Limitations & Future Work

  • The paper adopts a simple binary resolution schedule (low → high); more sophisticated progressive resolution schedules may yield further improvements.
  • Cross-attention caching relies on the CFG mechanism and its applicability to models that do not use CFG (e.g., flow matching) remains to be validated.
  • The combination with training-aware compression methods such as quantization and pruning has not been explored.
  • Although efficient, the calibration-set-based hyperparameter selection still incurs some computational overhead.
  • Validation is limited to image generation; video diffusion models may exhibit different redundancy patterns.
  • vs.
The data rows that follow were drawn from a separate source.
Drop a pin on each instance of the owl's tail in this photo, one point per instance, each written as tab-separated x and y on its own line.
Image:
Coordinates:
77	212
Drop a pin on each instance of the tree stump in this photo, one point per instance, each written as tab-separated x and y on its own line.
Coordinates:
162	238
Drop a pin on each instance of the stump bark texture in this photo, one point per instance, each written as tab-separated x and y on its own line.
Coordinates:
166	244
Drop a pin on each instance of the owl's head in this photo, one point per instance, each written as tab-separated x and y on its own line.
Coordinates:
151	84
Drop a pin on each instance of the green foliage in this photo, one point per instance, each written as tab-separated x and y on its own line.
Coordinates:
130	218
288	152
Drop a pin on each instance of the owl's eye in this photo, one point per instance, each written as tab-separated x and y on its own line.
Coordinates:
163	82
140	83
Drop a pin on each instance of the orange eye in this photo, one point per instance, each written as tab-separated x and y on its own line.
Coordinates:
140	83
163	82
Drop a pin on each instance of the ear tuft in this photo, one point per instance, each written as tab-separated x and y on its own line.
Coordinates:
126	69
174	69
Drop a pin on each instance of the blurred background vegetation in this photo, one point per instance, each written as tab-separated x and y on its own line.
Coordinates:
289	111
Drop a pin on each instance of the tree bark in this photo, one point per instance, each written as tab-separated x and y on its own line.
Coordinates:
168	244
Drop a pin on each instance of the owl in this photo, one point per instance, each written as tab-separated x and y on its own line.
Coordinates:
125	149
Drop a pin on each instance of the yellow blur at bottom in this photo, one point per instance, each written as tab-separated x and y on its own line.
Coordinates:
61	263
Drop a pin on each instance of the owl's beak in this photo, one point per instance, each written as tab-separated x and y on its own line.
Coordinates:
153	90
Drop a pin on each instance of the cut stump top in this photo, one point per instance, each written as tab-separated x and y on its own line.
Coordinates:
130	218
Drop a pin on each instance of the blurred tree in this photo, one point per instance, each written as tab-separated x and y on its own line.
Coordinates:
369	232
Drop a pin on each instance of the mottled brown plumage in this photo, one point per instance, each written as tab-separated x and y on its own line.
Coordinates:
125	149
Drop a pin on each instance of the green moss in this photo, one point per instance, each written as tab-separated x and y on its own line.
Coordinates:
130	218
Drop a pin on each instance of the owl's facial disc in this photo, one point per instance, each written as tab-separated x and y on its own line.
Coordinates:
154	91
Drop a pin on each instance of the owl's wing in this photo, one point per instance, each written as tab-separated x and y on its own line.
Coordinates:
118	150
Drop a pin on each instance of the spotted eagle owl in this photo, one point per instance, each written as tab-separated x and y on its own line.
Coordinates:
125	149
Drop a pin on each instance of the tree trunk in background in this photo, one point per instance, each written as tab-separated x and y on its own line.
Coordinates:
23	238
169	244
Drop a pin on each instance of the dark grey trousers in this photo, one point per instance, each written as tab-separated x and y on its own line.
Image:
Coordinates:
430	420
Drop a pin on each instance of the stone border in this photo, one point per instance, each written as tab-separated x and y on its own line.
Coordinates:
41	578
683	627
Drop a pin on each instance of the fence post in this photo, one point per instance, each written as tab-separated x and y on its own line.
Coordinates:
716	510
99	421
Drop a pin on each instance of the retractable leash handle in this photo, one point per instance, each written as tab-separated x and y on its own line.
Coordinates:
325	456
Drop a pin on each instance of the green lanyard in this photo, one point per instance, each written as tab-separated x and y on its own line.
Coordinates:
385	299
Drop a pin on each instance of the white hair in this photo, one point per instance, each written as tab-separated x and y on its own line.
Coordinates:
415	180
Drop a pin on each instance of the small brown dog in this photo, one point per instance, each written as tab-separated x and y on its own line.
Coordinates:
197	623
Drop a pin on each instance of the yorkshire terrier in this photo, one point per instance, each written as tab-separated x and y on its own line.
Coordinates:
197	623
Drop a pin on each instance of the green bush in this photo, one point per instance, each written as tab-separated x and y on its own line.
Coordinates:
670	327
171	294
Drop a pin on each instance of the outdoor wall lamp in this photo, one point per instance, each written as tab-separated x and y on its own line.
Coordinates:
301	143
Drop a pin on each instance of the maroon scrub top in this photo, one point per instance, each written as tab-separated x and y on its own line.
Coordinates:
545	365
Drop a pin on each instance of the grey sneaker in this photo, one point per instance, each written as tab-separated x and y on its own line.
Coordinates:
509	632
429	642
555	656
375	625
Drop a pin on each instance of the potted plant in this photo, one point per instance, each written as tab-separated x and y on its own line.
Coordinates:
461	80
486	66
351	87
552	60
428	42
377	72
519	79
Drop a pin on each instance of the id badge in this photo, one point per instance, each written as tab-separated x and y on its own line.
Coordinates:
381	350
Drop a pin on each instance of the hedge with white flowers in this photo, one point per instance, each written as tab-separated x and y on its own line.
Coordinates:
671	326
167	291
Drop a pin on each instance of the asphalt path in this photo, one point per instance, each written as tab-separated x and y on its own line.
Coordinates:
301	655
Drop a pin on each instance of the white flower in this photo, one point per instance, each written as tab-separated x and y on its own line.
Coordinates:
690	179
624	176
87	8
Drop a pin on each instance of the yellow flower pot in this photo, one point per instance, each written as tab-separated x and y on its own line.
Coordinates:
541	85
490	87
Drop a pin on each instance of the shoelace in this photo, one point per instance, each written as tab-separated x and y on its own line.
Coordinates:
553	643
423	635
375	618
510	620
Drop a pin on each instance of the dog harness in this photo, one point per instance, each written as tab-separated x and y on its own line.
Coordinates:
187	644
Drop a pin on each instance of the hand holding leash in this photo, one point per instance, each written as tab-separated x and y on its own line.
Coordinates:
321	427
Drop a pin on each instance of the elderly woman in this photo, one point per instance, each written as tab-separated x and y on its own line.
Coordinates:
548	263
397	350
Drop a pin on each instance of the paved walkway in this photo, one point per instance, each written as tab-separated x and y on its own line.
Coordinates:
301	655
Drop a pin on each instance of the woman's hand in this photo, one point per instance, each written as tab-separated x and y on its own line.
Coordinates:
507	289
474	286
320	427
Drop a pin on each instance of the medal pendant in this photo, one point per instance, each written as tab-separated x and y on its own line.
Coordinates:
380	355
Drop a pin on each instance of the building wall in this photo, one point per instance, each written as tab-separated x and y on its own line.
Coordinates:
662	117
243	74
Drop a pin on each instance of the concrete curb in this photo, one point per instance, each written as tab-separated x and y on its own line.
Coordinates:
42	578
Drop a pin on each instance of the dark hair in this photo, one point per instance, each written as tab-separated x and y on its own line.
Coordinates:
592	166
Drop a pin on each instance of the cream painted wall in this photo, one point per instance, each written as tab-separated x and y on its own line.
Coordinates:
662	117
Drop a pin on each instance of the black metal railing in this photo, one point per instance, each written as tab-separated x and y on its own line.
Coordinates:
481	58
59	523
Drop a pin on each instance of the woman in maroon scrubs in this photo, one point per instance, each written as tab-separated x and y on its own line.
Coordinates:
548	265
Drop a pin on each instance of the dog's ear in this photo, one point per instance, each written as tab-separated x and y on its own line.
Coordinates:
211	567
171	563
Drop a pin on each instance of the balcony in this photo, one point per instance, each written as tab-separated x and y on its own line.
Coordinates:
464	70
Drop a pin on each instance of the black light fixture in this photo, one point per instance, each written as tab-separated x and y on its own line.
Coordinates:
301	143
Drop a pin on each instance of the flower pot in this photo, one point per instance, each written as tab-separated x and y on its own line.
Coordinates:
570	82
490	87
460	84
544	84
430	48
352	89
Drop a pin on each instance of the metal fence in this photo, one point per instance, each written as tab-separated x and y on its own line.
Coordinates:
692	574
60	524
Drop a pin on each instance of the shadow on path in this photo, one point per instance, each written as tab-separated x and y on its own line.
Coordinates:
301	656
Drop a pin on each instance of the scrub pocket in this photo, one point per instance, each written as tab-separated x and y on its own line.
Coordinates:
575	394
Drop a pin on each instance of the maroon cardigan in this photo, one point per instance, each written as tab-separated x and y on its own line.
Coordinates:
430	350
DeepCache: DeepCache caches only the U-Net skip branches; PostDiff additionally incorporates cross-attention caching and mixed-resolution denoising, with all three components jointly pushing the efficiency–quality frontier.
  • vs. TGATE: TGATE completely disables CFG after step \(m\), which is overly aggressive and degrades quality; PostDiff's cached cross-attention is more conservative, preserving partial conditional information.
  • vs. ToMe/ToDo: These methods reduce redundancy at the token level (merging/pruning); PostDiff operates at the resolution level — the two approaches are orthogonal and potentially composable.
  • vs. few-step diffusion models (LCM, consistency models): These require additional training or distillation costs; PostDiff is entirely training-free and can also be combined with LCM (validated experimentally).

Rating

  • Novelty: ⭐⭐⭐⭐ The mixed-resolution denoising strategy is elegant and effective; the research angle of systematically comparing two acceleration paradigms is valuable.
  • Experimental Thoroughness: ⭐⭐⭐⭐⭐ Four SOTA models × multiple configurations; detailed FID–FLOPs trade-off curves; comparison against 6+ methods.
  • Writing Quality: ⭐⭐⭐⭐ The research question is well-focused, the experimental design is sound, and the step-wise CLIP Score visualization is compelling.
  • Value: ⭐⭐⭐⭐ A practical training-free acceleration solution combined with systematic guidance on diffusion model deployment strategies.